The diluted sample was conveyed to the ground-based instruments through a 30 m long, 1.03 cm inner diameter carbon-impregnated Teflon hose wrapped in a stainless steel braid (Detroit Flex Defense, Troy, MI). The tubing has a smooth bore that reduces the pressure drop in the sampling line, is conductive to reduce particle losses in the line, and is flexible, allowing for easy positioning of the instrument skid in the plume. Particle losses in the sampling system were calculated using the United Technologies Research Center particle loss calculator [13] to correct aerosol measurements made on the ground, which accounts for diffusional, inertial, thermophoretic, electrostatic, and bending losses . Black carbon, PM absorption and scattering, and PM size distributions were measured from the diluted sample line.
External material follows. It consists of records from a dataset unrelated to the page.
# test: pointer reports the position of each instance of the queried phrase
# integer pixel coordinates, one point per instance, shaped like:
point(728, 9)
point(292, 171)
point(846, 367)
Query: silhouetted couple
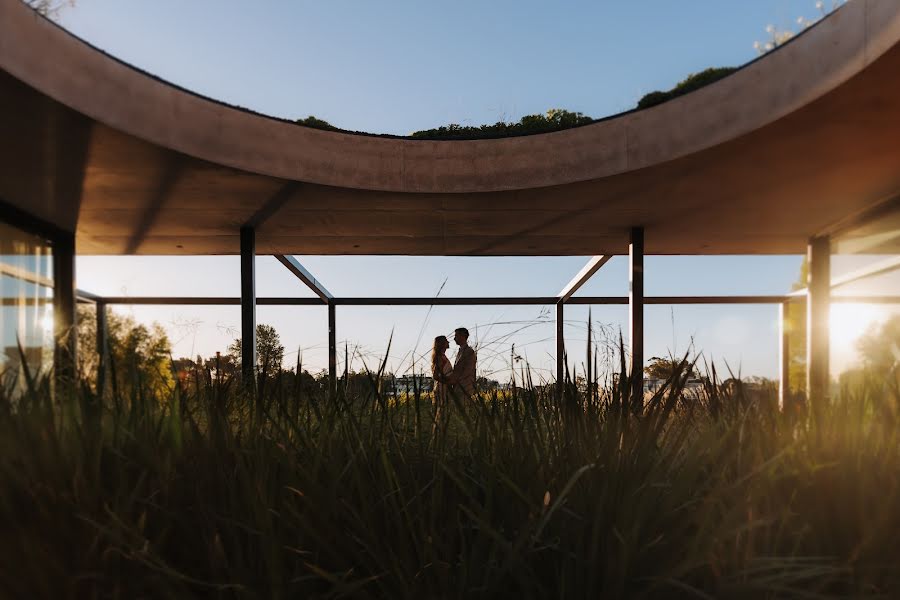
point(458, 378)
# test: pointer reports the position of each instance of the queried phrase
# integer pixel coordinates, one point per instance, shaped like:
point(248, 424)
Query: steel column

CO2 was measured continuously using a non-dispersive infrared (NDIR) instrument (LI-820 model, LICOR Biosciences, Lincoln, Nebraska, USA) described more fully elsewhere [5]. CO was measured continuously using an electrochemical cell (e2V EC4–500-CO, SGX Sensortech, Essex, UK) that measures concentration through CO oxidation and changing impedance. Both monitors were pre-test calibrated and post-test drift-checked on a daily basis using National Institute of Standards and Technology (NIST)-traceable standards in accordance with U.S. EPA Method 3A [15]. A precision gas divider Model 821S (Signal Instrument Co. Ltd., Surrey, UK) was used to dilute the high-level span gases to intermediate concentrations.

Particulate matter was sampled to determine emission factors, size distribution, chemical characterization, optical properties, and to provide solids for subsequent toxicity testing. PM2.5 was sampled with SKC impactors using 47 mm tared Teflon filters with a pore size of 2.0 µm via a Leland Legacy sample pump (SKC Inc., USA) with a constant airflow of 10 L/min. After collection, PM was measured gravimetrically following the procedures described in 40 CFR Part 50 [16]. The Leland Legacy sample pump was calibrated before and after testing using a Gilibrator Air Flow Calibration System (Sensidyne LP, St. Petersburg, FL, USA).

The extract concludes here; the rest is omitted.